Esa repartición de labores consiste en un diálogo intercultural que ojalá documenten las alumnas y alumnos a quienes la profesora entrenará para que les hagan buenas entrevistas a las personas mayoritarias, conocedoras de las prácticas de agricultura y culinaria acorraladas por las armas. ¿Podrán valerse de sus teléfonos celulares? Ese viaje nos enseñó que filmar o fotografiar pueden ser actividades de alto riesgo. Quizás también lo sea hacer grabaciones sobre daños culturales por el conflicto.
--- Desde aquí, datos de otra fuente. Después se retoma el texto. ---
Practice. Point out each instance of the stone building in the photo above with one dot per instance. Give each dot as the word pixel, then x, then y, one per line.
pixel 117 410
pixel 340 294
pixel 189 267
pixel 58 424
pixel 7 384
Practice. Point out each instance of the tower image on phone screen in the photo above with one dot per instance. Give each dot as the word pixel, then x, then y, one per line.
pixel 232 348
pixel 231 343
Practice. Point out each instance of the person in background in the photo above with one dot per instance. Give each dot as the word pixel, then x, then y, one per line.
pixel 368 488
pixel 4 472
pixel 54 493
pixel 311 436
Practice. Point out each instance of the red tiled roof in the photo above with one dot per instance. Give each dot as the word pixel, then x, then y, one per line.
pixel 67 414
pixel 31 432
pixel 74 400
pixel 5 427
Otra maestra propone explorar cómo reciclar basuras, algo que urge, considerando que casi todos los líquidos potables llegan en botellas de pet, mucha gente arroja los tapabocas a la calle y abunda el abandono de placas de yeso-cemento con sus perfiles de aluminio, materiales de construcción que desplazan a los tradicionales de madera y cuyo uso es absurdo, considerando cómo el clima húmedo y caliente de la región los desintegra, más no descompone. Resultan tanto de las nuevas riquezas que llegan con la exportación de cocaína, como del asentamiento de sus promotores foráneos, ignorantes de las lógicas de las selvas tropicales. La profesora ya tiene una bodega llena de desechos, pero no la tecnología para transformarlos.
Un poco antes de terminar nuestros talleres, nos mostraron fotografías de los vestidos hechos de hojas de plátano con los cuales desfilaron niñas del colegio el año pasado en el respectivo reinado. También, ilustraciones de empaques y otros usos de una mata que, según esos docentes, produce el mejor plátano del mundo. Pese a lo hiperbólica que sea esa narración, las de su tipo son fundamentales para crear sentidos de solidaridad y pertenencia social, quizás las mayores necesidades en esta coyuntura aterradora que puede llevar a la desesperanza.
* Profesor del Programa de Antropología, Universidad Externado de Colombia.